And why not end America’s supremacy like this? Under both major political parties America’s trade imbalances were so egregiously bad, so bad for American citizens, for so long, because everyone else was gaining. Officially buoyed up by post-WWII economic theory and political economy theory that placed great value on some vague, never-defined world-wide “stability,” all underwritten by Americans. In funding that stability through sacrifice of our national interest, the theory went, the world was a safer, better place. America was sharing its wealth, buying peace, by keeping everyone else busy making money. Well, let’s be honest here: America’s workers were shifting their wealth to China, and Mexico, and India, and Europe, and Canada, while Wall Street made money no matter what. Wall Street hedge funds betting on and therefore for the failure of American businesses, against American interests, for the misspending of our tax dollars, are the classic example of this bizarre arrangement.

And around this asymmetrical arrangement developed asymmetrical ways of analyzing, tracking, predicting, and valuing economic activity. Like the DOW and other Wall Street measures of economic health. They have been tracking signs of a stable American decline, a drip drip drip bloodletting, not true growth, but rather how much tax money can be wrung or coerced from The People and conveyed to big businesses, not measuring actual value created from investment in our people and their jobs, but rather value on paper or digital.

And then along comes President Trump and his America-first economy, which at its core is the valuation and promotion of you, me and every other American citizen.

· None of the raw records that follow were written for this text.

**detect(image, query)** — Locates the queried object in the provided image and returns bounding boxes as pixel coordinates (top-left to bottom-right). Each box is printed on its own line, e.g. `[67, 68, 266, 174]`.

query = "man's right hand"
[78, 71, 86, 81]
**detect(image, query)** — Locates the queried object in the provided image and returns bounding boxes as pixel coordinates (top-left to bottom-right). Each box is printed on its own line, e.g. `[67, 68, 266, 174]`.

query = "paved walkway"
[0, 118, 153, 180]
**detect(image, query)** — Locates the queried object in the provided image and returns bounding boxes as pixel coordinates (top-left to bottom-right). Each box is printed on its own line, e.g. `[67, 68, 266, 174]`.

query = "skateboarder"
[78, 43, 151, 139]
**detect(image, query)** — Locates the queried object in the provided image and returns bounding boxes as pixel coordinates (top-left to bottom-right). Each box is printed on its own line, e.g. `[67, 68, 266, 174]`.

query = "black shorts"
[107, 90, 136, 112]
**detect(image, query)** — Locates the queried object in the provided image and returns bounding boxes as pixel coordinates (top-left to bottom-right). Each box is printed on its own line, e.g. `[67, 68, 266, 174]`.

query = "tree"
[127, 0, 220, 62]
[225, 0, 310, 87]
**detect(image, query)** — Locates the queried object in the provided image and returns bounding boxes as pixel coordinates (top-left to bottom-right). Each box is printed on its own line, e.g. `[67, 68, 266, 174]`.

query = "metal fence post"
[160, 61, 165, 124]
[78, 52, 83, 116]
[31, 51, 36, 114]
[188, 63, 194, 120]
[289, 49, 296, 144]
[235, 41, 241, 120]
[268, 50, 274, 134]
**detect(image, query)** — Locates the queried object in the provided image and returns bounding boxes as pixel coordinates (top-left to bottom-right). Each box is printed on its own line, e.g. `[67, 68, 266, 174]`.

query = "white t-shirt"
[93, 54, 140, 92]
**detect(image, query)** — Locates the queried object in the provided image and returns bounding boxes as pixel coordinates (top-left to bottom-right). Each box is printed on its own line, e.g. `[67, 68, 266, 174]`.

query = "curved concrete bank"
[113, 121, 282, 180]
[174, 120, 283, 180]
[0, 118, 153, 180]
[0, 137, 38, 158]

By demanding that America simply have equal trade with everyone else, and that it cease bleeding for the world’s benefit, and that we get as much coming in as we have going out or some approximation of that natural policy, President Trump has up-ended 75 years of screwy policy and screwy measures of success. It is that simple, and yet it is such a beautiful curve ball thrown to Wall Street.

Just look at how the tariffs on China have rattled Wall Street’s skewed measures of success, and stability. By America suddenly succeeding in the simplest way, and you and I having more opportunity, more money, Wall Street actually says our economy is down. Well, no, Wall Street, we the people are doing better, even if you are not. And isn’t it interesting that Wall Street was doing fantastic when Americans were degraded and doing poorly…

There’s an old saying that you’ll never beat the Irish, and in turn, you know you can’t beat Yankee ingenuity or will power, either. Americans will never be defeated, unless we decide to defeat ourselves. We came close, oh yes, we almost committed national suicide. But President Trump has shown us a better way, a way of national life.

It is a new day in America, and new beginning, Wall Street be damned.